According to a recent survey by the Social Cultural Planning Bureau, amongst Dutch Antilleans, young men are mostly racially profiled by police. One in every five Dutch Antillean has experienced discrimination from police.

Trust
According to the Caribbean-Dutch Consultative Body (OCaN), the Antillian stakeholder, this has a negative impact on the level of trust in police. The foundation is therefore ‘seriously worried and wants the police to stop racial incrimination.’

Together with Control Alt Delete, an organization against racial profiling, OCaN sent a letter to the police and the Ministry of Security and Justice this month.

According to the organizations the Ministry and the police say that they do not condone racial profiling, but in practice this is not the case. “Training on awareness and increasing diversity within the police force is lacking. Fundamental solutions remain unaddressed.”

Ruben Richardson has many Antillean friends who have experienced similar situations, but they prefer not to speak out. Also inquires from dozens of other Dutch Antilleans, confirm these stories. They dare not to speak out in the media, because of shame and fear; ‘to be condemned as a criminal while you have not done anything’.

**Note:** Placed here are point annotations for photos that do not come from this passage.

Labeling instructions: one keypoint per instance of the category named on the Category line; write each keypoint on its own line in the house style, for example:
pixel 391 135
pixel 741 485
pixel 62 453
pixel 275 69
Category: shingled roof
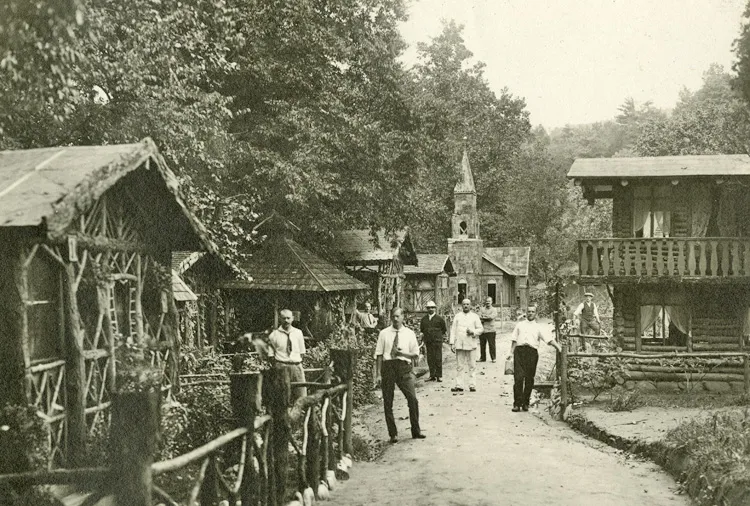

“I can understand it’s difficult to speak about it, because it takes you back to an unpleasant experience”, explained Jair Schalkwijk from Control Alt Delete. “Majority want to forget the experience fast. At the same time, it is important that you do something about it; otherwise there will be no change.”

Anonymous report-app
Control Alt Delete has an app for anonymous reporting of racial profiling. In this way, the organization hopes to better identify how many people are being subjected to racial profiling by the police.

According to human rights organization Amnesty International, ethnic profiling is a form of discrimination and therefore in violation of human rights. Ethnical profiling, Amnesty understands is: “A form of discrimination in which the police stop, control, suspend or persist, partly because of a person’s skin color or origin and without proper and valid reason.”